Launch of a New Spike-In RNA Variant Module with 4 – 12 kb long RNAs
Today we launched the Long SIRV module. The long SIRVs are the latest addition to the Spike-In RNA Variants (SIRVs), Lexogen’s portfolio of external RNA reference standards. The 15 RNAs in this module cover the five length categories of 4 kb, 6 b, 8 kb, 10 kb, and 12 kb, each represented by three unique transcripts. These novel spike-in RNAs enable a thorough assessment of the representation of the length aspect in gene expression analyses.
By using these external standards, RNA-Seq pipelines running on Oxford Nanopore Technologies™ and Pacific Biosciences™ long-read platforms can finally be assessed for their performance in analyzing RNAs matching and exceeding the average mRNA length in eukaryotes. The currently available spike-in RNAs do not exceed 2.5 kb in length. Hence, only with the long SIRVs aspects such as processivity of reverse transcription and direct RNA-Seq, PCR length bias, full-length coverage, length restrictions during purifications, and performance of data analysis pipelines can be assessed and validated. On short-read platforms such as Illumina®, the handling of long RNAs by the respective library preparation methods and the re-assembly of these lengthy transcripts by the data analysis pipeline can be monitored.
The long SIRV module is available in Lexogen’s SIRV-Set 4 in combination with two other modules, the SIRV Isoforms and the ERCC Mix. The 69 SIRV isoforms (mapping to 7 gene loci) comprehensively reflect splicing and transcriptional complexity, and the 92 ERCC transcripts cover the abundance aspect of transcriptome complexity by spanning a concentration range of 6 orders of magnitude (Fig. 1A). The long SIRVs and the SIRV Isoforms are present in equimolar concentrations in SIRV-Set 4, thereby clearly assigning the isoforms, concentration, length aspects of transcriptome complexity (Fig. 1B) to individual modules.

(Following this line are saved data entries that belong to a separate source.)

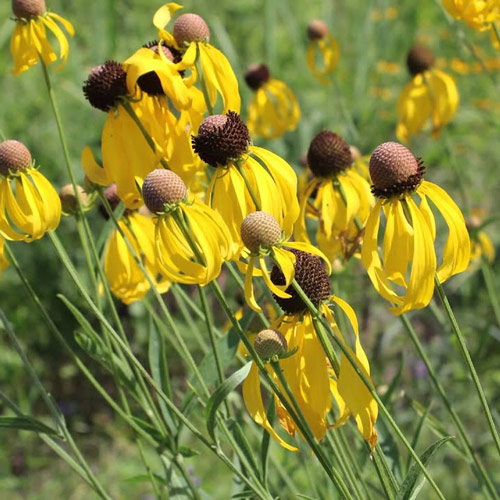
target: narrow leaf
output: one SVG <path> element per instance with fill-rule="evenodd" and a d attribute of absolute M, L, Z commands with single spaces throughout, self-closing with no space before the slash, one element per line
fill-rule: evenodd
<path fill-rule="evenodd" d="M 234 372 L 228 379 L 226 379 L 215 392 L 210 396 L 205 408 L 205 415 L 207 420 L 207 430 L 212 439 L 215 441 L 215 417 L 217 410 L 226 397 L 238 387 L 238 385 L 245 380 L 250 371 L 252 362 L 249 361 L 246 365 L 242 366 L 238 371 Z"/>
<path fill-rule="evenodd" d="M 56 430 L 31 417 L 0 417 L 0 427 L 59 436 Z"/>
<path fill-rule="evenodd" d="M 453 439 L 453 436 L 446 436 L 443 439 L 440 439 L 435 443 L 431 444 L 422 453 L 422 455 L 420 456 L 420 460 L 424 464 L 424 466 L 427 466 L 433 455 L 439 450 L 439 448 L 441 448 L 441 446 L 447 443 L 450 439 Z M 424 477 L 423 481 L 418 485 L 417 488 L 415 488 L 415 485 L 417 481 L 420 479 L 421 474 L 422 474 L 422 469 L 418 464 L 414 463 L 410 467 L 410 470 L 408 471 L 408 474 L 406 475 L 406 478 L 403 481 L 403 484 L 401 485 L 401 488 L 398 491 L 396 500 L 413 500 L 416 498 L 418 492 L 423 487 L 425 482 L 425 477 Z"/>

The sequences of all SIRV and ERCC transcripts do not overlap (in a relevant search window) with any transcript annotated in public data bases; NGS reads derived from spike-in RNAs can therefore be uniquely assigned to the “SIRVome”, the entirety of the annotated spike-in sequences (Fig. 2).
Usually, only 1% of all sequencing reads needs to be dedicated to the SIRVs for a comprehensive assessment, and since a tube with 10 µl SIRV-Set 4 is sufficient to spike 1000s of samples, all samples in an experiment can be routinely spiked to determine concordance of the resulting data sets.